Für Astronomen werfen Galaxien immer noch Rätsel auf: zum einen ist nicht ganz klar, wie sie einst entstanden, auf der anderen Seite liefern vor allem kleine Galaxien einen Schlüssel, um den Kosmos insgesamt zu verstehen. Auf der Tagung "Galaxien und ihre Halos" in Garching haben 150 Experten nun die neuesten Entdeckungen diskutiert.

Von Dirk Lorenzen | 28.06.2013
    Till Sawala arbeitet am Institut für computergestützte Kosmologie im englischen Durham. Der junge Astronom simuliert im Rechner, wie sich das Weltall seit dem Urknall entwickelt und sich lose verteiltes Material zu Galaxien verklumpt hat. Dabei hat er bisher nur die Dunkle Materie berücksichtigt, die prinzipiell nicht leuchtet, aber mit ihrer Anziehungskraft das kosmische Geschehen beherrscht. Nach gängiger Theorie ist sie fast sechsmal häufiger als unsere normale, sichtbare Materie.

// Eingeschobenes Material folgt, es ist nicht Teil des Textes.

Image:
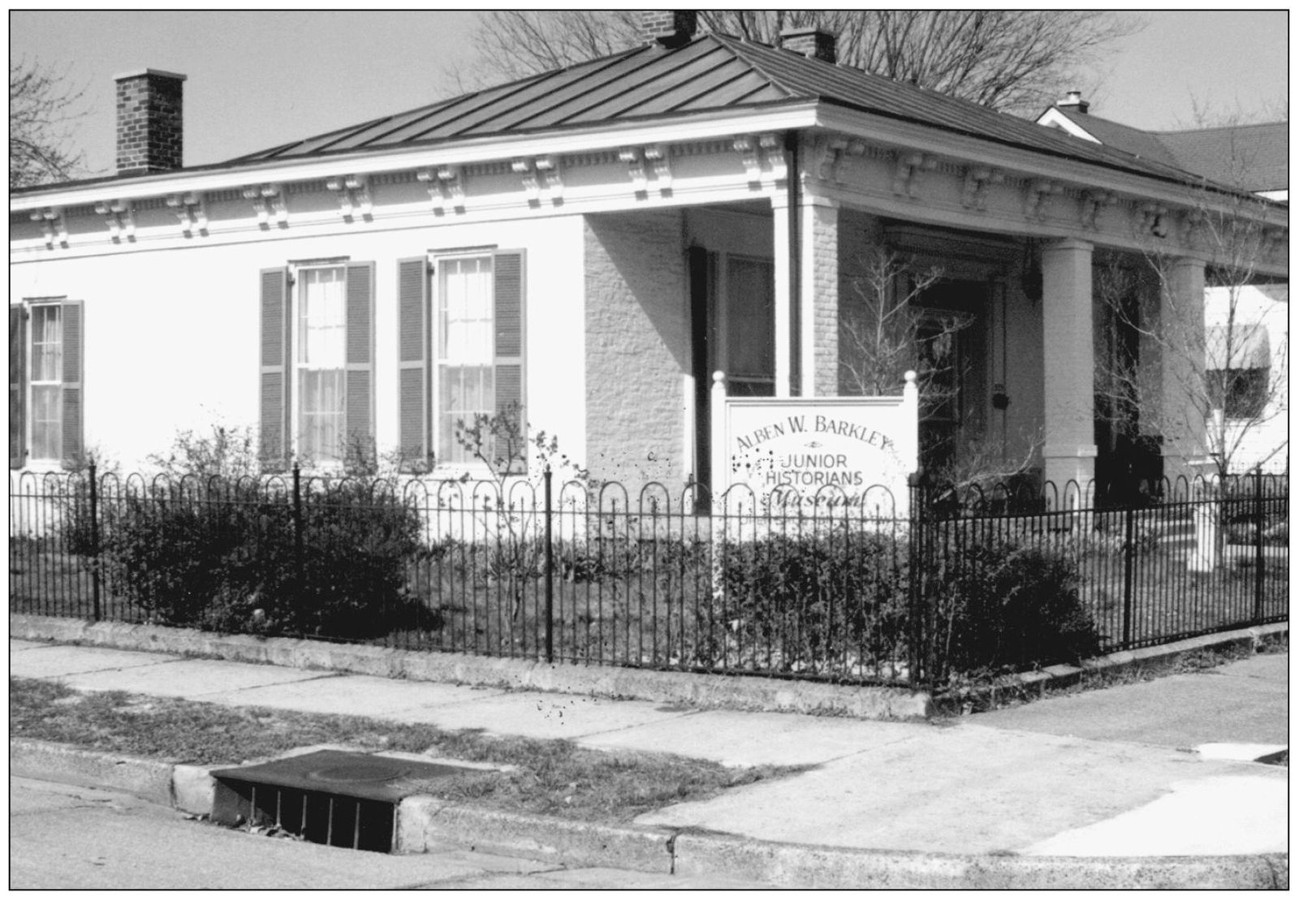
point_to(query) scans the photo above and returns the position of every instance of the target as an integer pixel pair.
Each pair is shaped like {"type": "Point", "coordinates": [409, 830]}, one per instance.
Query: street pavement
{"type": "Point", "coordinates": [1069, 775]}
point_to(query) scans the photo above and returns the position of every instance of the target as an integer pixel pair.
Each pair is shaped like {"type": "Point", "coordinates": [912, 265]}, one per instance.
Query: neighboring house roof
{"type": "Point", "coordinates": [711, 72]}
{"type": "Point", "coordinates": [1254, 157]}
{"type": "Point", "coordinates": [1250, 157]}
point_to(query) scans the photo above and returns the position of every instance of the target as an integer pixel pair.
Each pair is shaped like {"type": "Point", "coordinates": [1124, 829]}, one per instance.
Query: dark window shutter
{"type": "Point", "coordinates": [360, 360]}
{"type": "Point", "coordinates": [413, 349]}
{"type": "Point", "coordinates": [274, 377]}
{"type": "Point", "coordinates": [17, 387]}
{"type": "Point", "coordinates": [510, 342]}
{"type": "Point", "coordinates": [71, 390]}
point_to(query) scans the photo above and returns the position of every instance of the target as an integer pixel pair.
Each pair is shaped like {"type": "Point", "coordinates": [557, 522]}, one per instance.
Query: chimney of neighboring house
{"type": "Point", "coordinates": [149, 133]}
{"type": "Point", "coordinates": [811, 42]}
{"type": "Point", "coordinates": [669, 28]}
{"type": "Point", "coordinates": [1074, 100]}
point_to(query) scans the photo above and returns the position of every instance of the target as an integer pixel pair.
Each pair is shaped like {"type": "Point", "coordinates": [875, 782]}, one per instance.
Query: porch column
{"type": "Point", "coordinates": [819, 316]}
{"type": "Point", "coordinates": [1184, 360]}
{"type": "Point", "coordinates": [782, 295]}
{"type": "Point", "coordinates": [819, 291]}
{"type": "Point", "coordinates": [1068, 366]}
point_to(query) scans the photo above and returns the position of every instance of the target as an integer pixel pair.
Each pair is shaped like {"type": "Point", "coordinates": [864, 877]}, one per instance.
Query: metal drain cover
{"type": "Point", "coordinates": [343, 773]}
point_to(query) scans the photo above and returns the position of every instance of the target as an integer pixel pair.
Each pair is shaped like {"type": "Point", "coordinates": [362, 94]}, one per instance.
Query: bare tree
{"type": "Point", "coordinates": [1214, 377]}
{"type": "Point", "coordinates": [881, 338]}
{"type": "Point", "coordinates": [1002, 58]}
{"type": "Point", "coordinates": [42, 110]}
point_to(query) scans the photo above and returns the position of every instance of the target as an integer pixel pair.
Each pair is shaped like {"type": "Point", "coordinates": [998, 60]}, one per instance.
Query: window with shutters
{"type": "Point", "coordinates": [316, 364]}
{"type": "Point", "coordinates": [44, 391]}
{"type": "Point", "coordinates": [45, 383]}
{"type": "Point", "coordinates": [461, 353]}
{"type": "Point", "coordinates": [320, 364]}
{"type": "Point", "coordinates": [464, 347]}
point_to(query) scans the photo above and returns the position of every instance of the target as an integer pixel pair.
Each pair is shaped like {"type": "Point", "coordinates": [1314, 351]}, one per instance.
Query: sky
{"type": "Point", "coordinates": [257, 80]}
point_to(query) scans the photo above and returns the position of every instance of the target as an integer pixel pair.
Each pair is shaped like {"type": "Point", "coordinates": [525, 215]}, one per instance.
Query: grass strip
{"type": "Point", "coordinates": [553, 778]}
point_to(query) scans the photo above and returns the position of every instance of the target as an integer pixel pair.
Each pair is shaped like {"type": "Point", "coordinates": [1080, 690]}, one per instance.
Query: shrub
{"type": "Point", "coordinates": [214, 561]}
{"type": "Point", "coordinates": [1007, 603]}
{"type": "Point", "coordinates": [816, 600]}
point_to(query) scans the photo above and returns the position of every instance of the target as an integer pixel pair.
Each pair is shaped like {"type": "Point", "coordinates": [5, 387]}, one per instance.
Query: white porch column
{"type": "Point", "coordinates": [782, 294]}
{"type": "Point", "coordinates": [1184, 362]}
{"type": "Point", "coordinates": [1069, 450]}
{"type": "Point", "coordinates": [819, 308]}
{"type": "Point", "coordinates": [819, 291]}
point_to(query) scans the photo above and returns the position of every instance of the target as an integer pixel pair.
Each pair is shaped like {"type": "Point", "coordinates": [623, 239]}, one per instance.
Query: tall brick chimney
{"type": "Point", "coordinates": [149, 137]}
{"type": "Point", "coordinates": [669, 28]}
{"type": "Point", "coordinates": [811, 42]}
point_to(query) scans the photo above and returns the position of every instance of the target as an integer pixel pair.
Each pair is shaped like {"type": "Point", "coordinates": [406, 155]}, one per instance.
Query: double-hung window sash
{"type": "Point", "coordinates": [316, 364]}
{"type": "Point", "coordinates": [320, 377]}
{"type": "Point", "coordinates": [46, 383]}
{"type": "Point", "coordinates": [461, 354]}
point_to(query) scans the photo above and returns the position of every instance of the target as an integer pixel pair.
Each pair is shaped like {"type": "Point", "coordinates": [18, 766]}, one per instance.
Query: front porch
{"type": "Point", "coordinates": [1010, 330]}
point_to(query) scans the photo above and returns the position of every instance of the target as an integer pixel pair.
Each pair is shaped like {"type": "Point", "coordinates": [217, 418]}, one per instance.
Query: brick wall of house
{"type": "Point", "coordinates": [637, 347]}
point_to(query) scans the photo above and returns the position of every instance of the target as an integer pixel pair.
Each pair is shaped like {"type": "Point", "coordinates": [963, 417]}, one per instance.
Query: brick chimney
{"type": "Point", "coordinates": [811, 42]}
{"type": "Point", "coordinates": [149, 133]}
{"type": "Point", "coordinates": [669, 28]}
{"type": "Point", "coordinates": [1074, 101]}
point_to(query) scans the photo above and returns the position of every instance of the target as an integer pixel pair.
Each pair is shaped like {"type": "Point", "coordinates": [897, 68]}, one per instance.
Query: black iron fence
{"type": "Point", "coordinates": [911, 587]}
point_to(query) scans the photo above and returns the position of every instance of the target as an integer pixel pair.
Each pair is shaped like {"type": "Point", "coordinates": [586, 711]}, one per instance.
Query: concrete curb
{"type": "Point", "coordinates": [705, 691]}
{"type": "Point", "coordinates": [427, 822]}
{"type": "Point", "coordinates": [1033, 684]}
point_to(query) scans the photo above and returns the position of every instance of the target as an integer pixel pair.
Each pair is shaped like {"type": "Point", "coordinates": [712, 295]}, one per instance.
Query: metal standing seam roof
{"type": "Point", "coordinates": [1252, 156]}
{"type": "Point", "coordinates": [712, 72]}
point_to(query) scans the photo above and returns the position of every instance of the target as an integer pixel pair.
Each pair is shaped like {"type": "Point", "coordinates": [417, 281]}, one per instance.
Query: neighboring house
{"type": "Point", "coordinates": [1246, 326]}
{"type": "Point", "coordinates": [587, 246]}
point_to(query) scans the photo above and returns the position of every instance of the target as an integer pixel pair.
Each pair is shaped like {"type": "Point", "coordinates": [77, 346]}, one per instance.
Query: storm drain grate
{"type": "Point", "coordinates": [334, 798]}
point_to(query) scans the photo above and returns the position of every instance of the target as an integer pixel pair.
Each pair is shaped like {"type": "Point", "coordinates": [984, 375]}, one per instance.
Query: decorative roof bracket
{"type": "Point", "coordinates": [1038, 194]}
{"type": "Point", "coordinates": [119, 218]}
{"type": "Point", "coordinates": [909, 167]}
{"type": "Point", "coordinates": [190, 208]}
{"type": "Point", "coordinates": [353, 195]}
{"type": "Point", "coordinates": [978, 180]}
{"type": "Point", "coordinates": [774, 150]}
{"type": "Point", "coordinates": [835, 154]}
{"type": "Point", "coordinates": [267, 201]}
{"type": "Point", "coordinates": [659, 162]}
{"type": "Point", "coordinates": [748, 149]}
{"type": "Point", "coordinates": [542, 178]}
{"type": "Point", "coordinates": [447, 187]}
{"type": "Point", "coordinates": [53, 225]}
{"type": "Point", "coordinates": [550, 178]}
{"type": "Point", "coordinates": [635, 162]}
{"type": "Point", "coordinates": [1152, 220]}
{"type": "Point", "coordinates": [1091, 205]}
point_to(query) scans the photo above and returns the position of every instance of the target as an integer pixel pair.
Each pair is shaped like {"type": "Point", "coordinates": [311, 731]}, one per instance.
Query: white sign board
{"type": "Point", "coordinates": [828, 450]}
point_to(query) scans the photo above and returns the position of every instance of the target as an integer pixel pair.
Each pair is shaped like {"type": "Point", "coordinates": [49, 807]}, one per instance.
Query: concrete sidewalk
{"type": "Point", "coordinates": [1000, 784]}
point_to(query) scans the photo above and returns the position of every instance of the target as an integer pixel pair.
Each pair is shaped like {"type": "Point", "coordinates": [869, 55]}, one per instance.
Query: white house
{"type": "Point", "coordinates": [589, 245]}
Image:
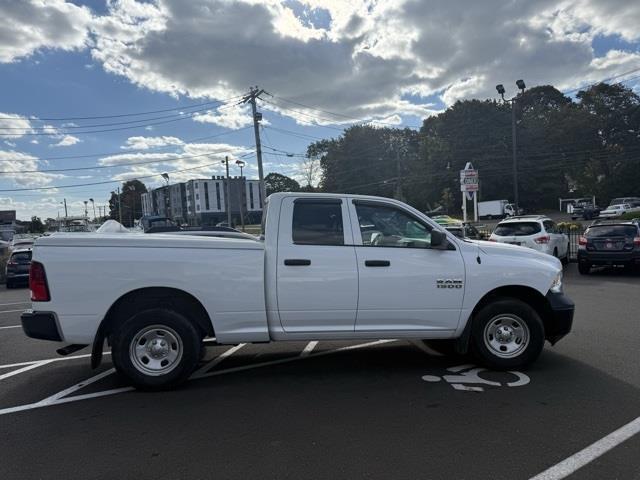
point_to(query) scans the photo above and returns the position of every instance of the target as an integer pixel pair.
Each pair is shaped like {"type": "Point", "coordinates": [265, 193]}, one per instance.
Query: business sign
{"type": "Point", "coordinates": [469, 179]}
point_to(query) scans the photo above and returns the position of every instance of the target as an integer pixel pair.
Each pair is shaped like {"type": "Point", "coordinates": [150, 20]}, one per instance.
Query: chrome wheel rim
{"type": "Point", "coordinates": [156, 350]}
{"type": "Point", "coordinates": [506, 335]}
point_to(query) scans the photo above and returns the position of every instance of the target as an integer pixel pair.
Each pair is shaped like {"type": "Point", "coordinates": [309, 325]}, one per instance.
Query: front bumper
{"type": "Point", "coordinates": [41, 325]}
{"type": "Point", "coordinates": [562, 310]}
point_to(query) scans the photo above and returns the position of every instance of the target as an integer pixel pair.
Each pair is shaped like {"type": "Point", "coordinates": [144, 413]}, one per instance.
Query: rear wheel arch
{"type": "Point", "coordinates": [138, 300]}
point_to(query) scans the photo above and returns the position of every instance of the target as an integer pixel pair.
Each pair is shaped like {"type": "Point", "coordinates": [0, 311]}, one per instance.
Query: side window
{"type": "Point", "coordinates": [317, 223]}
{"type": "Point", "coordinates": [549, 226]}
{"type": "Point", "coordinates": [386, 226]}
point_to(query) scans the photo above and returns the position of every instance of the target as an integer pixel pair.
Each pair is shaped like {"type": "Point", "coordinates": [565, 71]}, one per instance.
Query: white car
{"type": "Point", "coordinates": [613, 211]}
{"type": "Point", "coordinates": [533, 231]}
{"type": "Point", "coordinates": [331, 267]}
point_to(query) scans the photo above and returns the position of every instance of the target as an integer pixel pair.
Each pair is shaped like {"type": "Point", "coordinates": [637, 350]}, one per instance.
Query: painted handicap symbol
{"type": "Point", "coordinates": [469, 375]}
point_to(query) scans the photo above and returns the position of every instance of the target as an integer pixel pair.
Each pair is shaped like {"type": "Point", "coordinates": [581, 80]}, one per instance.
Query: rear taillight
{"type": "Point", "coordinates": [38, 283]}
{"type": "Point", "coordinates": [542, 240]}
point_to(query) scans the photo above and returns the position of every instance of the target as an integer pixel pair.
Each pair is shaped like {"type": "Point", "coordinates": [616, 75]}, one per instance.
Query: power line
{"type": "Point", "coordinates": [148, 112]}
{"type": "Point", "coordinates": [133, 151]}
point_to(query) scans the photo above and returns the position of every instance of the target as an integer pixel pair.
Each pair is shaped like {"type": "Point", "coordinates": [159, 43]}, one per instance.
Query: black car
{"type": "Point", "coordinates": [609, 243]}
{"type": "Point", "coordinates": [17, 271]}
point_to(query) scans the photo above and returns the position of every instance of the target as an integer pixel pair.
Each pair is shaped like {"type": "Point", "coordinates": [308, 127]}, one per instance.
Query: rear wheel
{"type": "Point", "coordinates": [156, 349]}
{"type": "Point", "coordinates": [507, 333]}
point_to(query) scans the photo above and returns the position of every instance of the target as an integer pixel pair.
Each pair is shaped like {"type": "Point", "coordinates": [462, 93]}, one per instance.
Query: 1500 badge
{"type": "Point", "coordinates": [449, 283]}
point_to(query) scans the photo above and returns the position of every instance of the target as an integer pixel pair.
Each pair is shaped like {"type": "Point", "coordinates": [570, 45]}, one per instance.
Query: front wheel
{"type": "Point", "coordinates": [507, 333]}
{"type": "Point", "coordinates": [156, 349]}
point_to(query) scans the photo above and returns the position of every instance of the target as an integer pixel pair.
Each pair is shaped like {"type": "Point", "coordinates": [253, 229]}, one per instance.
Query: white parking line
{"type": "Point", "coordinates": [115, 391]}
{"type": "Point", "coordinates": [589, 454]}
{"type": "Point", "coordinates": [309, 348]}
{"type": "Point", "coordinates": [209, 365]}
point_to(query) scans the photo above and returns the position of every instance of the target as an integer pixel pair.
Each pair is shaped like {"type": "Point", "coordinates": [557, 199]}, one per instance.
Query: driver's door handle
{"type": "Point", "coordinates": [377, 263]}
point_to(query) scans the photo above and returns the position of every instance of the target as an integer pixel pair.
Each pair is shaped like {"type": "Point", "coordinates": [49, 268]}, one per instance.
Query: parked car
{"type": "Point", "coordinates": [609, 243]}
{"type": "Point", "coordinates": [533, 231]}
{"type": "Point", "coordinates": [622, 200]}
{"type": "Point", "coordinates": [17, 269]}
{"type": "Point", "coordinates": [337, 267]}
{"type": "Point", "coordinates": [617, 210]}
{"type": "Point", "coordinates": [465, 231]}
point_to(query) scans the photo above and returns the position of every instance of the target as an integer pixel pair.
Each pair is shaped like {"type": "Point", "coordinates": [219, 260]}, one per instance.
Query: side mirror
{"type": "Point", "coordinates": [437, 238]}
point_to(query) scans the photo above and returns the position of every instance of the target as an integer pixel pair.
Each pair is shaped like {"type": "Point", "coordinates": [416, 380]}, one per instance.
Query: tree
{"type": "Point", "coordinates": [276, 182]}
{"type": "Point", "coordinates": [130, 193]}
{"type": "Point", "coordinates": [36, 225]}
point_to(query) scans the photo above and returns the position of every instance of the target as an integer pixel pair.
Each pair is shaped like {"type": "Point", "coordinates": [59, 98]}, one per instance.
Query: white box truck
{"type": "Point", "coordinates": [495, 209]}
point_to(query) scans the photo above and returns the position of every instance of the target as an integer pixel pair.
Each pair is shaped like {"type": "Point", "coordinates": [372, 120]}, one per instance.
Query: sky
{"type": "Point", "coordinates": [97, 92]}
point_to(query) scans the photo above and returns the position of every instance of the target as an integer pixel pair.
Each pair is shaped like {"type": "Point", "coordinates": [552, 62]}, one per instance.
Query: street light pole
{"type": "Point", "coordinates": [226, 162]}
{"type": "Point", "coordinates": [241, 164]}
{"type": "Point", "coordinates": [514, 138]}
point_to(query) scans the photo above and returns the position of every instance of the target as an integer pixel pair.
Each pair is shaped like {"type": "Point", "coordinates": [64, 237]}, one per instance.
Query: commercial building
{"type": "Point", "coordinates": [204, 201]}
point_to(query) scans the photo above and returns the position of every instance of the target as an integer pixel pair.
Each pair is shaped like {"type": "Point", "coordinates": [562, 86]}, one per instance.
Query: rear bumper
{"type": "Point", "coordinates": [41, 325]}
{"type": "Point", "coordinates": [608, 258]}
{"type": "Point", "coordinates": [562, 310]}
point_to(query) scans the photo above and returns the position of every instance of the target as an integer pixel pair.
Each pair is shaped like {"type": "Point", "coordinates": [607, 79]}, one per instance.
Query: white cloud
{"type": "Point", "coordinates": [145, 143]}
{"type": "Point", "coordinates": [66, 141]}
{"type": "Point", "coordinates": [13, 125]}
{"type": "Point", "coordinates": [30, 25]}
{"type": "Point", "coordinates": [12, 162]}
{"type": "Point", "coordinates": [228, 116]}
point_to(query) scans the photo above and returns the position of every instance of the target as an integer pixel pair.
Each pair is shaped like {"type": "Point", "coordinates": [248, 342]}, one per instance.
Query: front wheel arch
{"type": "Point", "coordinates": [529, 295]}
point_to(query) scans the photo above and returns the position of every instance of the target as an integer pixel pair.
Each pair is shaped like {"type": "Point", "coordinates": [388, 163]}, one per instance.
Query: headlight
{"type": "Point", "coordinates": [556, 286]}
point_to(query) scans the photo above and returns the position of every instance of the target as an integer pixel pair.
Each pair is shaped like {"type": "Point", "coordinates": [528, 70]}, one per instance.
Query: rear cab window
{"type": "Point", "coordinates": [21, 257]}
{"type": "Point", "coordinates": [317, 222]}
{"type": "Point", "coordinates": [517, 229]}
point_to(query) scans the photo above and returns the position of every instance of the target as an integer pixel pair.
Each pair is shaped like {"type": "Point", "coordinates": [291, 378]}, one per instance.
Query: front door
{"type": "Point", "coordinates": [404, 284]}
{"type": "Point", "coordinates": [317, 276]}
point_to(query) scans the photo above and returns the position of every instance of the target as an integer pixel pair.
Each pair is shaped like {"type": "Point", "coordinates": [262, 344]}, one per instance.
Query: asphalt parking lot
{"type": "Point", "coordinates": [377, 409]}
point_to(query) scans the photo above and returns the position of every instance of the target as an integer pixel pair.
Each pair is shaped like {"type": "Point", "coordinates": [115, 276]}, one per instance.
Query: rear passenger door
{"type": "Point", "coordinates": [317, 277]}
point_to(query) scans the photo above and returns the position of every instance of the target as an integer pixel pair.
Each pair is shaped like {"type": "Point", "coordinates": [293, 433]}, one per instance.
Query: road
{"type": "Point", "coordinates": [336, 409]}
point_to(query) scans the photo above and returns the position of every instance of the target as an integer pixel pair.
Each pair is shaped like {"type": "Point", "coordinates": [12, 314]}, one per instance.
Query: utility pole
{"type": "Point", "coordinates": [226, 162]}
{"type": "Point", "coordinates": [251, 98]}
{"type": "Point", "coordinates": [515, 153]}
{"type": "Point", "coordinates": [119, 206]}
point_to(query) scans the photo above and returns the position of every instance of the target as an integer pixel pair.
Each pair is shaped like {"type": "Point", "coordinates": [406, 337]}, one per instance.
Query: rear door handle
{"type": "Point", "coordinates": [297, 262]}
{"type": "Point", "coordinates": [377, 263]}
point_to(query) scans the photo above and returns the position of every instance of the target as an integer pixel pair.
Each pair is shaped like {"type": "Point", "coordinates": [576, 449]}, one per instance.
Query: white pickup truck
{"type": "Point", "coordinates": [329, 266]}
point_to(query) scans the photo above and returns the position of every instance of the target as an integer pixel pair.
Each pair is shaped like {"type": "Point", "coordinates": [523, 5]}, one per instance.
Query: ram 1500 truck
{"type": "Point", "coordinates": [328, 266]}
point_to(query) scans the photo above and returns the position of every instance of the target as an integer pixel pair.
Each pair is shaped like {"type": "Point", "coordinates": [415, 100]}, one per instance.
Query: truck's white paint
{"type": "Point", "coordinates": [252, 296]}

    "Früher hat man geglaubt, dass es vor allem auf die Dunkle Materie ankommt, weil das Universum auf großen Skalen praktisch nur von Gravitation dominiert wird. Aber jetzt stellt sich heraus, dass, wenn wir die Simulationen höher und höher aufgelöst machen, dann plötzlich die sichtbare Materie, die Baryonen, auch eine Rolle spielt – vor allem auf Skalen von Galaxien, die kleiner sind als unsere Milchstraße."

    Die Astronomen sind elektrisiert: Denn genau bei den kleinen Galaxien – ähnlich den Magellanschen Wolken, den Begleitern unserer Milchstraße – hat das Standardmodell bisher seine größten Schwächen. Die Vorhersagen des Modells weichen stark von den Beobachtungsdaten ab.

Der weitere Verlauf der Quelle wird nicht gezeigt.